For "Raydium" DEX Trades:

   elif page == "Raydium":
st.subheader("Raydium Table")
table = st.table(raydium_df)
while True:
async for result in transport.subscribe(
gql("""
subscription {
Solana {
Raydium: DEXTrades(
where: {Trade: {Dex: {ProgramAddress: {is: "675kPX9MHTjS2zt1qfr1NYHuzeLXfQM9H24wFSUt1Mp8"}}}}
) {
Trade {
Dex {
ProgramAddress
ProtocolName
}
Buy {
Account {
Address
}
Amount
Currency {
Symbol
Name
}
PriceAgaistSellCurrency: Price
PriceInUSD
}
Sell {
Account {
Address
}
Amount
Currency {
Symbol
Name
}
PriceAgaistBuyCurrency: Price
PriceInUSD
}
}
Block {
Time
Height
}
Transaction {
Signature
}
}
}
}
""")
):
if result.data:
new_data = pd.json_normalize(result.data['Solana']['Raydium'])
raydium_df = pd.concat([raydium_df, new_data], ignore_index=True)
with st.spinner('Updating data...'):
table.table(raydium_df)

Step 5: Clean up and Close the WebSocket Connection​

Always ensure to close the WebSocket connection properly to free up resources.

  finally:
await transport.close()

Step 6: Define the Main Function and Run the App​

This code snippet defines the entry point for a Python script that runs a Streamlit application titled "Solana DEX General & Raydium Data Dashboard."
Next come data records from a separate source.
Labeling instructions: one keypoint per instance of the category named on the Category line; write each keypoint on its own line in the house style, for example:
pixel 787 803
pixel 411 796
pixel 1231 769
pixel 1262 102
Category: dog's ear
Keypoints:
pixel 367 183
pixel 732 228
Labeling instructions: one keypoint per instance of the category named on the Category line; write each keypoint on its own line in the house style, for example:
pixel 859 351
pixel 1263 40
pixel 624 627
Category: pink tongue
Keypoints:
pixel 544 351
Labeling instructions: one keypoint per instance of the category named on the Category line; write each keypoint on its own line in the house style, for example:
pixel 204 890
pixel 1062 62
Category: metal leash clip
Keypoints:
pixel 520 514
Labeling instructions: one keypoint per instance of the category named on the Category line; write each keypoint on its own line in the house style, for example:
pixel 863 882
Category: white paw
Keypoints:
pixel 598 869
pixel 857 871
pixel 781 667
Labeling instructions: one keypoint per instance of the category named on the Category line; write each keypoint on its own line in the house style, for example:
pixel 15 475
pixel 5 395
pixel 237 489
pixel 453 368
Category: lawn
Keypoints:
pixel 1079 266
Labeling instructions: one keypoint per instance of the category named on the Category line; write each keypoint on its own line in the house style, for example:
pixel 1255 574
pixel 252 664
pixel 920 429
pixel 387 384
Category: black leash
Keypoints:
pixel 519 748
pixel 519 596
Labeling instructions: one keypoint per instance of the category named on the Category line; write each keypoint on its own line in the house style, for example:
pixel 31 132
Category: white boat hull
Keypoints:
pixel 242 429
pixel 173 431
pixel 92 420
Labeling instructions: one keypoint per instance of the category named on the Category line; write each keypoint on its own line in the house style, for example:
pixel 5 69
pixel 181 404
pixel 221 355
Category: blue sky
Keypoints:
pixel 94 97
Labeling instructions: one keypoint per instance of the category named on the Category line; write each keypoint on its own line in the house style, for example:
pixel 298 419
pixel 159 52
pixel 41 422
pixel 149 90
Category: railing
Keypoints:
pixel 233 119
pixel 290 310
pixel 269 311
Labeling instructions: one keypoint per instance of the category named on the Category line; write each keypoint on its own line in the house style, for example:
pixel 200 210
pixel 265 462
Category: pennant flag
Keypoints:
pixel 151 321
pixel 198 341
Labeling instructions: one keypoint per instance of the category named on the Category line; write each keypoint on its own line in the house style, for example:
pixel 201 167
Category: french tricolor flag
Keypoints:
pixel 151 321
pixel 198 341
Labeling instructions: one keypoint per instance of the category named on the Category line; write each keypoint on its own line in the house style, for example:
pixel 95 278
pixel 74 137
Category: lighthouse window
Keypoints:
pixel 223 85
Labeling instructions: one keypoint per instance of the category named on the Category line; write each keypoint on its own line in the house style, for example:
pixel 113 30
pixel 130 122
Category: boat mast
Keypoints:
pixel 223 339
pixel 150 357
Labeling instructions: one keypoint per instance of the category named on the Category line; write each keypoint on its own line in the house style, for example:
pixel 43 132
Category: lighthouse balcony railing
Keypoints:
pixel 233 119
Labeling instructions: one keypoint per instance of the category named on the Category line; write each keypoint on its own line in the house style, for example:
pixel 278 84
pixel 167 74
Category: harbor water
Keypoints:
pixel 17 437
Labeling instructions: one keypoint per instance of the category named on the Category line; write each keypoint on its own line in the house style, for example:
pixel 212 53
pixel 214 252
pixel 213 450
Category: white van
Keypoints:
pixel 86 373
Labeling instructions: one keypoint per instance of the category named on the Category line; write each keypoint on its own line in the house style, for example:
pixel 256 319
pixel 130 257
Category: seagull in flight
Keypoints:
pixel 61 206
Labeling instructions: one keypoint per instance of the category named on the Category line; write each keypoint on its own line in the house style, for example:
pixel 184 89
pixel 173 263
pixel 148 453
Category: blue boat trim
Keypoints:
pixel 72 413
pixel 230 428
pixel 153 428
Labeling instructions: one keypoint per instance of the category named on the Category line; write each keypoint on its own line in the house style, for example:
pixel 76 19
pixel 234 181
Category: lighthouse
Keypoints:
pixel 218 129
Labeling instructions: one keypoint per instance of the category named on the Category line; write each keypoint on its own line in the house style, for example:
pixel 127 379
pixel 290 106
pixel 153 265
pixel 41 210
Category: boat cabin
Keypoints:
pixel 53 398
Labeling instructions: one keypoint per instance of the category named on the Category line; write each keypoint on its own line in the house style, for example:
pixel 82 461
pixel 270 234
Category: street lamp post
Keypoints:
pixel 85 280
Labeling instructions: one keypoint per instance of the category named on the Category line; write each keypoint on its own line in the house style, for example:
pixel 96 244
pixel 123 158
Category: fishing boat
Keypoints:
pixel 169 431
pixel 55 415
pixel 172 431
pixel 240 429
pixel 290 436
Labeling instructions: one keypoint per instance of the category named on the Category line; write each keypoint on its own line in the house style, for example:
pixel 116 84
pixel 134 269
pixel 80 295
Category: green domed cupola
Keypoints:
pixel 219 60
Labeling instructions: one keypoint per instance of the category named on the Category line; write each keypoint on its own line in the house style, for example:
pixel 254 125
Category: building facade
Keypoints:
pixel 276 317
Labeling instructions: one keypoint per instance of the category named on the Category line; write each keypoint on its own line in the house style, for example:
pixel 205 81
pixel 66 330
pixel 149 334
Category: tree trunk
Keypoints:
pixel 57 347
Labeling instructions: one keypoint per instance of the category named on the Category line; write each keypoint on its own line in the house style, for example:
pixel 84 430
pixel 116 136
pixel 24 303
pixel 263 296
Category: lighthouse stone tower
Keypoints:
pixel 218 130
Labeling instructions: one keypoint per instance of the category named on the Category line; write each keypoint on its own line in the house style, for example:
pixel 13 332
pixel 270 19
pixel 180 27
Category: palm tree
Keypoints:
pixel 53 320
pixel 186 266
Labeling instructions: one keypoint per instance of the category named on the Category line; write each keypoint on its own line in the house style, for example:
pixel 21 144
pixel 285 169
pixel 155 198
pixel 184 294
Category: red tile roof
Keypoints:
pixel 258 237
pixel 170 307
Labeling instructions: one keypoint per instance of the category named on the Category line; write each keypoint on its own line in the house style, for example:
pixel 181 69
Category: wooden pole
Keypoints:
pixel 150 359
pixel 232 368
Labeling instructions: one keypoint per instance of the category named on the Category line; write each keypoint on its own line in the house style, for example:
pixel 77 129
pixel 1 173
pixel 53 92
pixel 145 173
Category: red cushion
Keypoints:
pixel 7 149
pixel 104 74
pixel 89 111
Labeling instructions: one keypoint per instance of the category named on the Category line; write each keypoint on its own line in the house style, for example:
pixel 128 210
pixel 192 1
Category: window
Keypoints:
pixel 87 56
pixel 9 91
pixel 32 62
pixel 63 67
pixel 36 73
It uses the asyncio.run() function to start an asynchronous operation run_subscription() which manages a WebSocket connection for real-time data streaming when the script is executed directly.

def main():
st.title("Solana DEX General & Raydium Data Dashboard")
asyncio.run(run_subscription())
if __name__ == "__main__":
main()

The Final Result​

Future Enhancements:​

  • Add More Metrics: Include additional data such as trading volume, average trade size, and price trends.
  • Improve Real-Time Capabilities: Optimize data processing and update methods to boost dashboard responsiveness.
  • Expand Data Sources: Integrate data from other decentralized exchanges (DEXs) and blockchains for a broader market perspective.
  • Implement Alerts: Develop an alert system for significant trading events like large trades or notable price shifts.
  • Enhance Customization: Provide options for users to tailor the dashboard views to their specific interests and needs.

Conclusion​

We integrated essential libraries like asyncio for handling asynchronous tasks, pandas for data operations, streamlit for dashboard creation, and gql for GraphQL communication.

Then, we implemented a user-friendly interface for the Solana DEX Trades dashboard with Streamlit that allows users to select and view specific DEXs (like Raydium) from Solana's decentralized exchanges.